Make executable and schedule:

chmod +x health_check_alert.sh

# Run daily at 8 AM
0 8 * * * /path/to/health_check_alert.sh

Example 9: Trend Analysis Dashboard

Python script to track health trends over time:

import json
import pandas as pd
from datetime import datetime, timedelta

def collect_health_metrics(days=30):
    """
    Collect daily health metrics for trend analysis.
    """
    results = []

    for day in range(days):
        date = datetime.now() - timedelta(days=day)
        report_file = f"health_reports/report_{date.strftime('%Y%m%d')}.json"

        try:
            with open(report_file, 'r') as f:
                data = json.load(f)

            for station in data:
                results.append({
                    'date': date.strftime('%Y-%m-%d'),
                    'station_id': station['station_id'],
                    'completeness': station['data_completeness'],
                    'status': station['overall_status'],
                    'zero_ratio': station['variable_reports'][0].get('zero_ratio', 0)
                })
        except FileNotFoundError:
            continue

    return pd.DataFrame(results)

# Analyze trends
df = collect_health_metrics(30)

# Find degrading stations
degrading = df.groupby('station_id')['completeness'].apply(
    lambda x: x.iloc[0] - x.iloc[-1] > 0.1  # Completeness dropped > 10%
)

print("Stations with declining health:")
print(degrading[degrading].index.tolist())

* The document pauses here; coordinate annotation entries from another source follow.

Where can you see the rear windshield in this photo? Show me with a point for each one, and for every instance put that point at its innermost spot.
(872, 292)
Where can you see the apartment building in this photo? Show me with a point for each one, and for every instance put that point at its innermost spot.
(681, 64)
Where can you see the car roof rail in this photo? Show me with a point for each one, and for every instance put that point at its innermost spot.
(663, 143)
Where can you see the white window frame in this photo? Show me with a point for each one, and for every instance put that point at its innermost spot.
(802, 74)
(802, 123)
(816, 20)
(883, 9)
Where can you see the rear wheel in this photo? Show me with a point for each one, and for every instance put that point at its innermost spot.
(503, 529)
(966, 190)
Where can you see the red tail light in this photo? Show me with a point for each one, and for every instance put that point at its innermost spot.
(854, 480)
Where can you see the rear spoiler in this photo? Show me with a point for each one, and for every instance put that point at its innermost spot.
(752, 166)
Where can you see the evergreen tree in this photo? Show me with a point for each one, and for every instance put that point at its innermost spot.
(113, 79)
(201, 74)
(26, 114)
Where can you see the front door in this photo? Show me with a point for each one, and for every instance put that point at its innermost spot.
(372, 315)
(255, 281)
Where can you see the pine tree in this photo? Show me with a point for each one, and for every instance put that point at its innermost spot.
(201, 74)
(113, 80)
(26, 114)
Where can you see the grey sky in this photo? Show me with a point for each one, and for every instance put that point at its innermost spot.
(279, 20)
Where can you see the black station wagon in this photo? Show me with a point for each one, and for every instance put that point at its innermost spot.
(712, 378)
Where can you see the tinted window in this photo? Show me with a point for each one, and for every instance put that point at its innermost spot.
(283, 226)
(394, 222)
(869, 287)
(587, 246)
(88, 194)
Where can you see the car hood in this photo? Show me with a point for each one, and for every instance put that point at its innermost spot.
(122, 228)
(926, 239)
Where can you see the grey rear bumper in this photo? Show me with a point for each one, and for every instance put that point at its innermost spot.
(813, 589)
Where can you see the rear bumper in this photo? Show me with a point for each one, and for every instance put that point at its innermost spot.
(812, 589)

Example 10: Integration with Grafana

Export metrics for Grafana visualization:

from prometheus_client import Gauge, CollectorRegistry, write_to_textfile
import json
import subprocess

# Create metrics
registry = CollectorRegistry()
data_completeness = Gauge('station_data_completeness', 
                          'Percentage of expected data received',
                          ['station_id'], registry=registry)
zero_ratio = Gauge('station_zero_ratio',
                   'Percentage of zero readings',
                   ['station_id', 'variable'], registry=registry)
health_status = Gauge('station_health_status',
                      'Health status (0=healthy, 1=warning, 2=critical)',
                      ['station_id'], registry=registry)

def export_metrics():
    # Run health check
    subprocess.run([
        "python", "anomaly_detector.py",
        "--health-check", "--days", "7",
        "--save", "/tmp/health_report.json"
    ])

    # Load report
    with open('/tmp/health_report.json', 'r') as f:
        report = json.load(f)

    # Export metrics
    for station in report:
        station_id = station['station_id']

        # Completeness
        data_completeness.labels(station_id=station_id).set(
            station['data_completeness']
        )

        # Status
        status_map = {'healthy': 0, 'warning': 1, 'critical': 2}
        health_status.labels(station_id=station_id).set(
            status_map.get(station['overall_status'], 0)
        )

        # Variable metrics
        for var_report in station['variable_reports']:
            zero_ratio.labels(
                station_id=station_id,
                variable=var_report['variable']
            ).set(var_report['zero_ratio'])

    # Write to file for Prometheus
    write_to_textfile('/var/lib/prometheus/node_exporter/health_metrics.prom', registry)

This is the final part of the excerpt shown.